キッズ・オールライト(2010年アメリカ)

The Kids Are Alright

これは確かに、変わった視点から描かれた映画ですね。

レズビアン同士で同居し、お互いに精子提供会社から提供を受けて2人の子供を出産し、
過保護一歩手前なぐらいに愛情たっぷりに育て上げ、長女が大学へ進学するために、
一人暮らしすることが決定した頃に、子供たちが精子提供者を知りたいと思ったために、
母親たちに無断で精子提供者とコンタクトをとったことから巻き起こる騒動を描いた作品です。

かつて『ハイ・アート』で高く評価されたリサ・チョロデンコが02年の『しあわせの法則』以来、
8年ぶりに劇場用長編映画を撮影し、その斬新な内容から全米でも高い評価を受けています。

アネット・ベニングとジュリアン・ムーアがレズビアン・カップルに扮していますが、
特にジュリアン・ムーアはほぼスッピンで出演したような感じで、よく頑張っています。
久しぶりにオスカー・ノミネーションを受けたアネット・ベニングも、勿論、素晴らしい名演と言っていい。

しかし、僕はこの映画にあまり夢中になれなかった。
映画自体はインディーズという枠組みで製作されたこともあってか、
とても高く評価されており、映画賞レースを賑わせたことでも大きな話題となったのですが、
映画の方向性が最後の最後まで定まらないまま進んでしまい、ずっと中途半端なままで楽しめなかったですね。
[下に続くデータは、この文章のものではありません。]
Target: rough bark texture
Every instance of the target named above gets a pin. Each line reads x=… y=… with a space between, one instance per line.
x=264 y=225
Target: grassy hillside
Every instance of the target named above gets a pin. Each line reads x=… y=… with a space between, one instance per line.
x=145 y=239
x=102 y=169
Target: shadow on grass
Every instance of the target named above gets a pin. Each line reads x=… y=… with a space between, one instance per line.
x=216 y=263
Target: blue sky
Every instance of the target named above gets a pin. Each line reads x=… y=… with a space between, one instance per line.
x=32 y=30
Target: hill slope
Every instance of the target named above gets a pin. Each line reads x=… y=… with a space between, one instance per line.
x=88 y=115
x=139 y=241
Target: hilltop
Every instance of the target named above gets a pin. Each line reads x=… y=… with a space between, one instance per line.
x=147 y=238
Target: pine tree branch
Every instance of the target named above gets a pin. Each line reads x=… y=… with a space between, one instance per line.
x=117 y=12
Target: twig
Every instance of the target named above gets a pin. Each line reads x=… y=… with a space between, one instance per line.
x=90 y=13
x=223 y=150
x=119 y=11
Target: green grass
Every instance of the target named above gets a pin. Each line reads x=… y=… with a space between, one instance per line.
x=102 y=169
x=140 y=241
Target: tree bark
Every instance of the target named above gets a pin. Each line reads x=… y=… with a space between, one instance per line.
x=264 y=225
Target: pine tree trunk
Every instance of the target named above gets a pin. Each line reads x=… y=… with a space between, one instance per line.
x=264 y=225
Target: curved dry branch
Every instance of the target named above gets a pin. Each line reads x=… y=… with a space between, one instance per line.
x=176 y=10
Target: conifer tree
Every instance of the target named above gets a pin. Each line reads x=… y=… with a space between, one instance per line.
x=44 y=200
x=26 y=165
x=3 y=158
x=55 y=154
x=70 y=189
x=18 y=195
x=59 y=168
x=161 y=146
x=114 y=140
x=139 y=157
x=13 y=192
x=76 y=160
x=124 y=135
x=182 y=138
これはファミリーを描いたコメディ映画にしたかったのか、
それとも真の親子とはどういうあり方なのかを問うドラマにしたかったのか、
この映画の作り手がどう考えていたのか、サッパリよく分からない作りになってしまっている。

個人的にはコメディ映画にした方が、この映画の土台に合っているような気がするので、
もっと明確に観客の笑いをおりにくることがあっても良かったと思うし、全体的に映画が明るくないんですよね。

特にジュリアン・ムーア演じるジュールスが、一時的な気の迷いから、
マーク・ラファロ演じるポールとの肉体関係に溺れかけるのですが、これは避けて欲しかった。
確かにこの映画の大きなテーマで、レズビアン・カップルの危機を象徴させたかったのかもしれませんが、
あまりに深刻な調子になり過ぎていて、この映画のカラーには合わなさ過ぎる気がしてなりませんでした。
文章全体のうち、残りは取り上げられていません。